Вообще, есть какая-то горькая горечь в судьбе этой женщины, будто бы кто-то нарочно решил посмеяться над ней. В сорок лет овдоветь, пережить всех родных и детей; всю жизнь принимать младенцев и остаться без внуков; похоронить дочь, умершую в затяжных родах (!) от заражения крови; проводить другую дочь в ссылку, из которой та уже не вернется; потерять всякую связь с первенцем, оказавшимся в эмиграции; умереть в родном городе одинокой глубокой старухой в 1942-м — в самый страшный год Ленинградской блокады… Какие уж там «керосин» и «котлеты», какой уж там быт, который вечно воспаряющая дочь ставила ей в вину! Всё то, чего Елизавета Кузьминична добивалась столь долгим и постоянным трудом, оказалось разрушено. Что ей осталось — воспоминания, редкие визиты поклонников творчества Черубины де Габриак, которых к 1930-м годам не осталось совсем? Вера в Бога?..

В недавно изданном романе Е. Чижовой «Город, написанный по памяти» (2018) есть короткий рассказ из 1930-х («маме — семь, значит, 1938-й», — оговаривается Чижова) о «тайной монашенке, одетой в черное»: «Маленькая, сгорбленная (но не согбенная), голова покрыта капюшоном. Не то чтобы мама ее побаивалась, но в комнату к Елизавете Кузьминичне (sic!) заходила редко. На ребенка, выросшего в советской коммуналке, эта комната производит странное, едва ли не пугающее, впечатление: все завешено иконами. От пола до потолка. Скорей всего, храмовыми. Спасенными от большевистского погрома. Но сама ли Елизавета Кузьминична спасала, или выбрана хранителем — этого уже не узнать…» Соблазнительно думать, что этой тайной монашенкой была именно Елизавета Кузьминична Дмитриева, мать Черубины, но даже если не так — описанная Чижовой судьба могла быть и ее судьбой. Учитывая ее набожность и поистине страшные личностные испытания, выпавшие ей на долю, путь тайной монахини, хранительницы подпольной (почти катакомбной) часовни, мог оказаться для нее выбором и спасением. К тому же ведь мать и дочь были очень похожи, а Лиля, и будучи высланной из Ленинграда за антисоветскую деятельность, устроила у себя на ташкентской террасе антропософский «храм» с чтением лекций Доктора Штейнера и собраниями посвященных антропософов!..

В 1938 году Елизавете Кузьминичне Дмитриевой было семьдесят восемь…

Однако вернемся в последнее десятилетие позапрошлого века, в просторное здание гимназии на Васильевском острове.

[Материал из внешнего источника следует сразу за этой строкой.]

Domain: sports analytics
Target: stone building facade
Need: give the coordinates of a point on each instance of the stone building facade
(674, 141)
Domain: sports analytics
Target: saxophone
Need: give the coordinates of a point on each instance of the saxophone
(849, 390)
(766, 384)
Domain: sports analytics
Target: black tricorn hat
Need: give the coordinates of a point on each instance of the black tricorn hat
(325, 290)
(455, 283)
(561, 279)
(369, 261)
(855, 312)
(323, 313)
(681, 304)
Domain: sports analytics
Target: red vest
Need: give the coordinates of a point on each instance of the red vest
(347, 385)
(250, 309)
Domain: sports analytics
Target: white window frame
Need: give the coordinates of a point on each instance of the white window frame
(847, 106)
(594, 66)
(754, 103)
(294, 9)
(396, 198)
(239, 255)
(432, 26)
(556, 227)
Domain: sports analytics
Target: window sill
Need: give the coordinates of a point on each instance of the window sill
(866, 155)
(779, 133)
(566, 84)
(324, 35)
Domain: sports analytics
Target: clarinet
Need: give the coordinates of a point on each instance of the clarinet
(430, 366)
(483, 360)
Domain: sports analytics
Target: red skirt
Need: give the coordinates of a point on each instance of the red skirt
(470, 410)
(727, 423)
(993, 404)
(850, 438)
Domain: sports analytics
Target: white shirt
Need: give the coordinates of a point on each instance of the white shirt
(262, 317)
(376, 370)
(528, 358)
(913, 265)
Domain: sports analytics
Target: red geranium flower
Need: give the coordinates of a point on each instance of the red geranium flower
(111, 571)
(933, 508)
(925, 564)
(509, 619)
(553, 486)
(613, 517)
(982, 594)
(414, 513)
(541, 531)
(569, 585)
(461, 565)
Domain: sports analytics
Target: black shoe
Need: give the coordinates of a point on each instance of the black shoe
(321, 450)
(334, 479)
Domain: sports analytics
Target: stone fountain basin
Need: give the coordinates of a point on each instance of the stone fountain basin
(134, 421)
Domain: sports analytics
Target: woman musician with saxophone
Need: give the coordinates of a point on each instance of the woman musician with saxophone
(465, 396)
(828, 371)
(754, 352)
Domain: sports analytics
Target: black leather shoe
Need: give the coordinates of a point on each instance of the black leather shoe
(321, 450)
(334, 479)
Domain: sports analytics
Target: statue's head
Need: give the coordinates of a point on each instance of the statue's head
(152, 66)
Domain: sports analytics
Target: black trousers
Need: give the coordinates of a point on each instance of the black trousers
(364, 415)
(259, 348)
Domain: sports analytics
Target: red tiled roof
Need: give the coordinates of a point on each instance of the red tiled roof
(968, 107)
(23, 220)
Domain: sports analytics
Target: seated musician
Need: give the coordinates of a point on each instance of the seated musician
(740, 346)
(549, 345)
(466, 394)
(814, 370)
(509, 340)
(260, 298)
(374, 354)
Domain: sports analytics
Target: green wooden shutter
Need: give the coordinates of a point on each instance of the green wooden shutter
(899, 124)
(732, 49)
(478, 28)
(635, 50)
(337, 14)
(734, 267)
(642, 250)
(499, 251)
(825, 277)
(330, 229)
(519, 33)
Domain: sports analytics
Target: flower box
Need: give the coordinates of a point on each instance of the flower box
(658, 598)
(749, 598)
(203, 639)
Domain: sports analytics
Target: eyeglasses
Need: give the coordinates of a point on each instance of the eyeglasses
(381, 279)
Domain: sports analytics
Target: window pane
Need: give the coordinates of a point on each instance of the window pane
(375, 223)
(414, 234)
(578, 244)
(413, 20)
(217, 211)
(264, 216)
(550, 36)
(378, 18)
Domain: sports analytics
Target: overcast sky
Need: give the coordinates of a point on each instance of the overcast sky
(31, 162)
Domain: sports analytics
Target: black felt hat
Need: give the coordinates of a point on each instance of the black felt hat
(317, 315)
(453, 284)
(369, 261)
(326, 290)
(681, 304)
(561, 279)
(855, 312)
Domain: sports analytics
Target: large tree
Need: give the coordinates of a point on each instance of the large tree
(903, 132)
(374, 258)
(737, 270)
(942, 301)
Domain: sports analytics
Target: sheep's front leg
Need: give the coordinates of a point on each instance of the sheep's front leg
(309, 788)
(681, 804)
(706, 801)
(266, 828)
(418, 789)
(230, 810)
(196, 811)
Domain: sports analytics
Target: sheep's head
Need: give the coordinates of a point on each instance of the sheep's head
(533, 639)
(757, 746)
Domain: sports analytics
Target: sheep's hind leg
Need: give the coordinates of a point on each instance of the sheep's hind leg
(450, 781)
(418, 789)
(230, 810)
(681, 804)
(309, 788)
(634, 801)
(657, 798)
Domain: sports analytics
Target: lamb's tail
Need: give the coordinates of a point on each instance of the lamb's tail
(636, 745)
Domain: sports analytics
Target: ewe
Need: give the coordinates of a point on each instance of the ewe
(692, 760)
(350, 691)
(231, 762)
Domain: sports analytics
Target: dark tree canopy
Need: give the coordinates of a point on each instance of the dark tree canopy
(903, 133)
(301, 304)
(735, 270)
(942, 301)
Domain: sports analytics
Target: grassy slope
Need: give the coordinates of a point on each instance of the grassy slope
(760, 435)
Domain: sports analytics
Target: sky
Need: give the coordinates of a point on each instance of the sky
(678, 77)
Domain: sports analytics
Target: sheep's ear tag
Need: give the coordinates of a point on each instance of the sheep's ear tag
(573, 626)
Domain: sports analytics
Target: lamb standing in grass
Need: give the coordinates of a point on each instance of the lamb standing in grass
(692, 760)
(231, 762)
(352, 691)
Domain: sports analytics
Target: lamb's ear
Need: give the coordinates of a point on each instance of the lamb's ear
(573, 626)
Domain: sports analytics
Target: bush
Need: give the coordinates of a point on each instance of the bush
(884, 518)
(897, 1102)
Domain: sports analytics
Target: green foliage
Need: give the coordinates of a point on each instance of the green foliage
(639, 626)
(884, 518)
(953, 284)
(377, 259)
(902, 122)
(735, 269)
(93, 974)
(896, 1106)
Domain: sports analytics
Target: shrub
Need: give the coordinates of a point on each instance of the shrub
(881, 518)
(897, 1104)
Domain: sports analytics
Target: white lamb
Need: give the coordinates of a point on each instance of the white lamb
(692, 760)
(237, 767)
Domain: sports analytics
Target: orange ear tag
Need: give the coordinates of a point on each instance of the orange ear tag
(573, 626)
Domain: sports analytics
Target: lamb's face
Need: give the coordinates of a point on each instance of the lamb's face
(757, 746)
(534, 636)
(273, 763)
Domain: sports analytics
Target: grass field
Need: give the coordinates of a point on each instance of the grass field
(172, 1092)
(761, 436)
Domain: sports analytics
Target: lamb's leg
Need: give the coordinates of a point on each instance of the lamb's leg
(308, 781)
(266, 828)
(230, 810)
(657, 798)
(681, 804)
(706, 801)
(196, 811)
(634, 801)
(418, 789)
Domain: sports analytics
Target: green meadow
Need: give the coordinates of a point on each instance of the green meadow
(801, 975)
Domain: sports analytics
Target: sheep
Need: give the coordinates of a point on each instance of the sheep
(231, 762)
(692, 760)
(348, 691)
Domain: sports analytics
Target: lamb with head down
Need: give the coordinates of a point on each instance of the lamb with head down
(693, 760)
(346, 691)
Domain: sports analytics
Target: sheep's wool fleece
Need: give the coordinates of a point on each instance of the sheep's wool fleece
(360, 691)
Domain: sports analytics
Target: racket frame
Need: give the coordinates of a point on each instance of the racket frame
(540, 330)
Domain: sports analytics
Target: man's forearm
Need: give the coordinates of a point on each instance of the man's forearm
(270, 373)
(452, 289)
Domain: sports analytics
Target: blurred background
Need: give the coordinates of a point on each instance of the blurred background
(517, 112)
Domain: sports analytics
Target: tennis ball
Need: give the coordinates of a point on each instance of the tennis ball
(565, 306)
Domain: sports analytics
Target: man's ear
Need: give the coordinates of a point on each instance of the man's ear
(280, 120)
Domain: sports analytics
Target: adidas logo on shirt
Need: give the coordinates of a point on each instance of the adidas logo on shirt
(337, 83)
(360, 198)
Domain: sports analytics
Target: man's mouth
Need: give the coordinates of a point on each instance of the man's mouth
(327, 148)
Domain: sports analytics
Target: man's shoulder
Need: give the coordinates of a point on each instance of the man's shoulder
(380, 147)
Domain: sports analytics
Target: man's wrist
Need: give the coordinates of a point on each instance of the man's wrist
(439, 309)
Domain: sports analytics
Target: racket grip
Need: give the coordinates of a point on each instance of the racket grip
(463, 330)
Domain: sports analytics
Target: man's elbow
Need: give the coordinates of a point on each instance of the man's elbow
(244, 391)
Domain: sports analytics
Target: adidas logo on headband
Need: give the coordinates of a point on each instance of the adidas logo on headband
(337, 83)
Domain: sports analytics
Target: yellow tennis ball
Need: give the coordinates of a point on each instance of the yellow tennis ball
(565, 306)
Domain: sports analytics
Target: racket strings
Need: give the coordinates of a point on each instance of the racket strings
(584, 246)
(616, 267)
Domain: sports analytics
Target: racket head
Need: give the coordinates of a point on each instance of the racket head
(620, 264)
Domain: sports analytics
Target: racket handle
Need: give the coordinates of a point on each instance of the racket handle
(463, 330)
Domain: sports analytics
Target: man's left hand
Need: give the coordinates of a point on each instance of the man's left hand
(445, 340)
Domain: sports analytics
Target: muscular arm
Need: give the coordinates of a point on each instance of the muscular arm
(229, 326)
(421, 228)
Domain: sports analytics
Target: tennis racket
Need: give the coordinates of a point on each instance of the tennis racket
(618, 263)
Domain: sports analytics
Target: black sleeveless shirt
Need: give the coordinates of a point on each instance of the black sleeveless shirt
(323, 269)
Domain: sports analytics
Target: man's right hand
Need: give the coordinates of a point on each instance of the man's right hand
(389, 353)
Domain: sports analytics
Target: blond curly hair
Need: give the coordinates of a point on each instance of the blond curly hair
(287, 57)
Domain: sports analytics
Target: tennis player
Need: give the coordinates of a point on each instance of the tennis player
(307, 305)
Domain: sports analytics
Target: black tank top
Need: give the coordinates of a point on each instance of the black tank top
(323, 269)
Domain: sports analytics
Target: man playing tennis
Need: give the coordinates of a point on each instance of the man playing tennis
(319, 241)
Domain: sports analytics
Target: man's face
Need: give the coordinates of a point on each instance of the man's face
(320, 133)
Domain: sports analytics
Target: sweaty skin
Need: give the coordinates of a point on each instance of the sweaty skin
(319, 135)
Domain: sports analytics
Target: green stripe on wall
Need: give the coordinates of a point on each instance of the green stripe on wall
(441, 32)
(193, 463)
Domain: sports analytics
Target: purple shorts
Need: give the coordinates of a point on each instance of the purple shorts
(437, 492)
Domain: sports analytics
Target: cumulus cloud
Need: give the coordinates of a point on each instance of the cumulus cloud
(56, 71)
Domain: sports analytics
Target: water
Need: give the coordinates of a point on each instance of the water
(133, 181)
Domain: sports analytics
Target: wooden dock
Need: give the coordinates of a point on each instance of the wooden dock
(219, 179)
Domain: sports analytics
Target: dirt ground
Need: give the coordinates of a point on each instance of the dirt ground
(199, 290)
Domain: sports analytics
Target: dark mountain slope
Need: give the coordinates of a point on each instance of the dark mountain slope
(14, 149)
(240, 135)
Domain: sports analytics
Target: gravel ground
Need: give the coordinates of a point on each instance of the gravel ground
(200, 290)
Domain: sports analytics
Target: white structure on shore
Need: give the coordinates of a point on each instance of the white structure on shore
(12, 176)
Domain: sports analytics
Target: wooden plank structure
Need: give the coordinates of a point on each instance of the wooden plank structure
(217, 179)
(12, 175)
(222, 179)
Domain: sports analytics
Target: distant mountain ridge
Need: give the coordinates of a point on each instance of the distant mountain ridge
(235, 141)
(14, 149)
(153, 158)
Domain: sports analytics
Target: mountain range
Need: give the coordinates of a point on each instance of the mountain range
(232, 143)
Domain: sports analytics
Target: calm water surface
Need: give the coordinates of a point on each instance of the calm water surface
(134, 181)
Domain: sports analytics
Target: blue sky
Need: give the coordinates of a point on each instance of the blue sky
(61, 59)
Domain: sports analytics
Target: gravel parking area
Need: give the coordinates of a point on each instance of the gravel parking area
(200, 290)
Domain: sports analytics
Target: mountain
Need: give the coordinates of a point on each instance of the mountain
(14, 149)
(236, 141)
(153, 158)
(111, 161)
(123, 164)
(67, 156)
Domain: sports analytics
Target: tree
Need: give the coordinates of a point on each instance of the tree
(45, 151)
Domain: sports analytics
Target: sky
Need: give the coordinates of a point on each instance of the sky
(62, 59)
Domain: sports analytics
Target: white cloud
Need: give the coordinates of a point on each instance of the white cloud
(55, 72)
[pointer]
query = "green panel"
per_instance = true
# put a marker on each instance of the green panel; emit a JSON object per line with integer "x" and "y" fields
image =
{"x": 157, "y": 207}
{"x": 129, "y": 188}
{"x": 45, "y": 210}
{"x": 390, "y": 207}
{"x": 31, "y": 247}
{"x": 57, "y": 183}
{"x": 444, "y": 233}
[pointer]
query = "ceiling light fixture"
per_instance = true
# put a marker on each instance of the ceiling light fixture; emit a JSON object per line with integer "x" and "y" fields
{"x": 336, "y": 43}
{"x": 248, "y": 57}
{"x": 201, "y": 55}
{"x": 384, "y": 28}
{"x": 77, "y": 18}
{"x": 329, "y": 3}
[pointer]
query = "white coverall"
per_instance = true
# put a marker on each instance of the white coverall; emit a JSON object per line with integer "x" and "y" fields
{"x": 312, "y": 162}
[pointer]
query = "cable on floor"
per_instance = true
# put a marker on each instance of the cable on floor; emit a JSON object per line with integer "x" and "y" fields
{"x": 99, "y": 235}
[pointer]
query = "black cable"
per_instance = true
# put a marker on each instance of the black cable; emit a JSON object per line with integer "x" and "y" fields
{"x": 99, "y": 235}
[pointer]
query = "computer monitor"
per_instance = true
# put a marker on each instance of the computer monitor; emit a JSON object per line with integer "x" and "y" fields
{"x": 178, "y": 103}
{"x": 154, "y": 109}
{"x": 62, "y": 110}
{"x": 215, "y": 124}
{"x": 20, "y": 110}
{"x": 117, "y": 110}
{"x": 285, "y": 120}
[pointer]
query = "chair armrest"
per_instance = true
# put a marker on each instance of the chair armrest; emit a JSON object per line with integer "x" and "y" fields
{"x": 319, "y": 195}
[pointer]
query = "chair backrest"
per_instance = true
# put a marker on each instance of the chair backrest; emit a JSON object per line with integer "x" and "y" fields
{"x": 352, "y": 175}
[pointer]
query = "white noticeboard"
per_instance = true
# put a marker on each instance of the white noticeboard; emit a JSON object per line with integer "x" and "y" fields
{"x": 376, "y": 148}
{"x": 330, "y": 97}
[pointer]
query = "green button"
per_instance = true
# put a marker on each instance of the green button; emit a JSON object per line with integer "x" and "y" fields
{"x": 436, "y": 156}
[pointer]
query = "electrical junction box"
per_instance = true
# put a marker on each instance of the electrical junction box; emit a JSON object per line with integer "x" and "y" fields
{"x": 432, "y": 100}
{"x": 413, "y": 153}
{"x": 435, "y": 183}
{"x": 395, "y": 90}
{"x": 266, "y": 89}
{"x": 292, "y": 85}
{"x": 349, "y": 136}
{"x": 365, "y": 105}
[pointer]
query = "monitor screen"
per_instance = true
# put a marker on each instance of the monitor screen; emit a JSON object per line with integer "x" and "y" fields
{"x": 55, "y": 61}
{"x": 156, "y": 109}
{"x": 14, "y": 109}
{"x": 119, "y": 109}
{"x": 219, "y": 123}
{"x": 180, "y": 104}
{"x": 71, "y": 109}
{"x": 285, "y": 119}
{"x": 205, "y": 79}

В 1890-е Лида Брюллова и Лиля Дмитриева старательно учатся, много читают, понемногу взрослеют и исподволь впитывают всю эту неподражаемую атмосферу женского института, знакомую нам по сентиментальным повестям Л. Чарской и по автобиографической трилогии «Дорога уходит вдаль» А. Бруштейн. Многое в Лилиной экзальтации кажется принесенным оттуда: и галлюцинаторные видения, которыми она делится в письмах, и совместные, шерочкины-машерочкины, влюбленности, и будоражащие воображение истории вроде той, что произошла с Удо Штенгеле, немецким студентом, влюбившимся в Лиду Брюллову и завязавшим с ней романтическую переписку. Когда его длинные высокопарные письма надоели Брюлловой, «Лиля сказала: “Дай адрес, я влюблю его в себя”. И добилась этого. Потом и ей надоело. И она написала студенту анонимно, что Лиля умерла. И бедный влюбленный прислал в Петербург лавровый венок с траурной лентой»[22].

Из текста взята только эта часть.